= Arnetia Walker =

American actress and singer

Arnetia Walker is an American actress and singer, active since 1971. She played Nurse Annie Roland in the NBC sitcom Nurses from 1991 to 1994.

==Life and career==
Walker was born in Columbus, Georgia. She was very young when her mother died, and she never knew her father. Walker later moved to New York City and attended New York's High School of Performing Arts. She was cast in her Broadway debut, ‘A Raisin in the Sun’ by Lorraine Hansberry. She was Stephanie Mills's standby as Dorothy in the original Broadway run of The Wiz. She starred in the first national touring company of Dreamgirls in the role of Lorrell Robinson in 1983. Walker would go on to perform in the show's second national and international touring companies and the 1987 Broadway revival.

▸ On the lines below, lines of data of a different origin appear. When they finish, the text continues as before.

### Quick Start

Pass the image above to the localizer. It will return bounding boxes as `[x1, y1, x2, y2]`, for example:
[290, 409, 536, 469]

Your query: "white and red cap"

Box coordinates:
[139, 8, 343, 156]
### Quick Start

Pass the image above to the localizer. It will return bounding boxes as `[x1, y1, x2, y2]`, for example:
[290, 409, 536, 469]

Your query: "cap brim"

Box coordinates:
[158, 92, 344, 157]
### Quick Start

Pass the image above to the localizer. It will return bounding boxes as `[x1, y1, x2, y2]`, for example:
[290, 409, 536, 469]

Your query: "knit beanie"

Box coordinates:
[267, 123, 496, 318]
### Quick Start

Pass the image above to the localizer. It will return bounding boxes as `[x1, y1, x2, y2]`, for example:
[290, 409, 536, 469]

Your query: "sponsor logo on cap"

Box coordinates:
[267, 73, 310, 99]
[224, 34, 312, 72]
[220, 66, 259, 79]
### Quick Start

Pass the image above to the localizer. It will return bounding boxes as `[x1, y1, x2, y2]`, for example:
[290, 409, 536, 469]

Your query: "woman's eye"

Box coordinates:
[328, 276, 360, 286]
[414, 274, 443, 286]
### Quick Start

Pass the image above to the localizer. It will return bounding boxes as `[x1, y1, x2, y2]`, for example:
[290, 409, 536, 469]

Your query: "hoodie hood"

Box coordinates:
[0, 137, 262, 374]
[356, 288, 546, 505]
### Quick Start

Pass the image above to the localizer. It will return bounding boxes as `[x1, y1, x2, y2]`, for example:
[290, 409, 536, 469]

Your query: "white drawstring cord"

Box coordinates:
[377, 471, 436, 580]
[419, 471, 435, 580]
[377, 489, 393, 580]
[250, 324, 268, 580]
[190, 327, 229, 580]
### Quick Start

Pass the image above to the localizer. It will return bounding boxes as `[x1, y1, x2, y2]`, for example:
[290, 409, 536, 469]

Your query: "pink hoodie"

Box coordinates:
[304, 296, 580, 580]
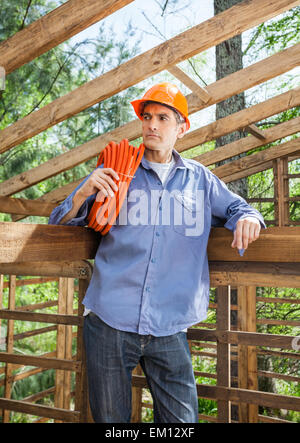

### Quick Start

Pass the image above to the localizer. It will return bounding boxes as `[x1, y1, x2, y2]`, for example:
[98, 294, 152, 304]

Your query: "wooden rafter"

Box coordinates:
[192, 117, 300, 166]
[0, 0, 133, 74]
[0, 44, 300, 196]
[0, 0, 300, 153]
[168, 66, 211, 104]
[0, 222, 300, 263]
[213, 137, 300, 179]
[0, 197, 56, 217]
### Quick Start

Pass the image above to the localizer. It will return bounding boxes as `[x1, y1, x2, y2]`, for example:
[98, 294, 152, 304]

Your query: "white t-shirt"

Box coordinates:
[83, 155, 187, 332]
[147, 155, 175, 185]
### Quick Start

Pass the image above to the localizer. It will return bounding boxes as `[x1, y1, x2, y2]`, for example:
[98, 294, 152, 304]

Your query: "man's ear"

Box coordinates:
[177, 123, 187, 138]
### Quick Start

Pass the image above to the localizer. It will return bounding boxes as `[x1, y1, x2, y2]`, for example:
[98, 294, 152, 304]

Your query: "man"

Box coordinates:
[49, 83, 264, 423]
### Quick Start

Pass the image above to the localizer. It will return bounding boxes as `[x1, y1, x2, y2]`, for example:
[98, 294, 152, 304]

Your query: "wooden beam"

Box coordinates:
[0, 197, 56, 217]
[212, 137, 300, 181]
[0, 0, 133, 74]
[0, 222, 100, 263]
[0, 87, 300, 201]
[0, 43, 300, 201]
[209, 261, 300, 288]
[0, 222, 300, 264]
[0, 398, 80, 423]
[176, 87, 300, 152]
[245, 124, 266, 140]
[192, 117, 300, 166]
[0, 0, 300, 153]
[0, 262, 92, 280]
[208, 227, 300, 263]
[168, 66, 211, 103]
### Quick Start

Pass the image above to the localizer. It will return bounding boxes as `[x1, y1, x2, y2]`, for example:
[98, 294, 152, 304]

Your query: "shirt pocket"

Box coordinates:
[173, 190, 204, 240]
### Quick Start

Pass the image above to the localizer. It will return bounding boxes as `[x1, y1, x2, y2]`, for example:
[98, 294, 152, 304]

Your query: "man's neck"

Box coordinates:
[144, 148, 172, 163]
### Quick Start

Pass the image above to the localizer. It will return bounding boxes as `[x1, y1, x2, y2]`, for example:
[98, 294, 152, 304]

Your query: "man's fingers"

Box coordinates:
[231, 219, 261, 249]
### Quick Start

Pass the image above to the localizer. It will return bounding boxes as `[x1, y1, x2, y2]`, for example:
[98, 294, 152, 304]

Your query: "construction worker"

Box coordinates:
[49, 82, 265, 423]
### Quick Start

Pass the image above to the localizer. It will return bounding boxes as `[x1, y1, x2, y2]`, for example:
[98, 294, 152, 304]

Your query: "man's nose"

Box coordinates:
[149, 118, 158, 131]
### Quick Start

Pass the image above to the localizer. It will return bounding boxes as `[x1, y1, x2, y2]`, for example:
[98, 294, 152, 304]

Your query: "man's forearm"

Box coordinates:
[59, 189, 86, 225]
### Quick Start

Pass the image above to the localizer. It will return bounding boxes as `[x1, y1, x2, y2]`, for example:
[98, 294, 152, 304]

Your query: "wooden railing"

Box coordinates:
[0, 223, 300, 422]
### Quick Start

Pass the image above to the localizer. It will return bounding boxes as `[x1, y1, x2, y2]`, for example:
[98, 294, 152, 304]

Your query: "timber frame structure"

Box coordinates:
[0, 0, 300, 422]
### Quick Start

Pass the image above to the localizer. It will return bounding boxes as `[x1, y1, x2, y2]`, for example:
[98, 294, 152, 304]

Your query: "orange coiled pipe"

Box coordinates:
[88, 139, 145, 235]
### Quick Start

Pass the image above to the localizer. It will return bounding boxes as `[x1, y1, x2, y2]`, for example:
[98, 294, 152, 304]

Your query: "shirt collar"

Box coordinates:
[141, 149, 194, 170]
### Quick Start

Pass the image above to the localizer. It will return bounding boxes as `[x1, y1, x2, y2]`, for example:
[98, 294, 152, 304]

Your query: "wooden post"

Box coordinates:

She achieved the distinction of being the only woman to have played all three of that show's principal characters.

In 1982, Walker made her big screen debut appearing in the comedy film The Best Little Whorehouse in Texas. She later appeared in films The Wizard of Speed and Time (1988), Scenes from the Class Struggle in Beverly Hills (1989), and Love Crimes (1992). Her television films credits include Cast a Deadly Spell (1991), The Cherokee Kid (1996) and Geppetto (2000).

In 1991, Walker was cast as one of leads alongside Stephanie Hodge, Mary Jo Keenen and Ada Maris in the NBC sitcom Nurses, a spin-off of Empty Nest. The series ran three season and 68 episodes. Walker also was a regular cast member in the short-lived sitcoms Singer & Sons (1990) and The Big House (2004). She guest starred in a number of shows, including Quantum Leap, Living Single, Midnight Caller, Everybody Loves Raymond, City of Angels, Touched by an Angel, Amen and NYPD Blue. From 1999 to 2000, she had a recurring role in the WB comedy-drama series, Popular. In 2008, she played the role of Grandma Clara in the comedy film College Road Trip.

In 2017, she was cast in a recurring role of Luella Culhane in the CW prime time soap opera, Dynasty.

==Personal life==
She is married to television news anchor/reporter Elliott Francis, and they have one child, Trevor.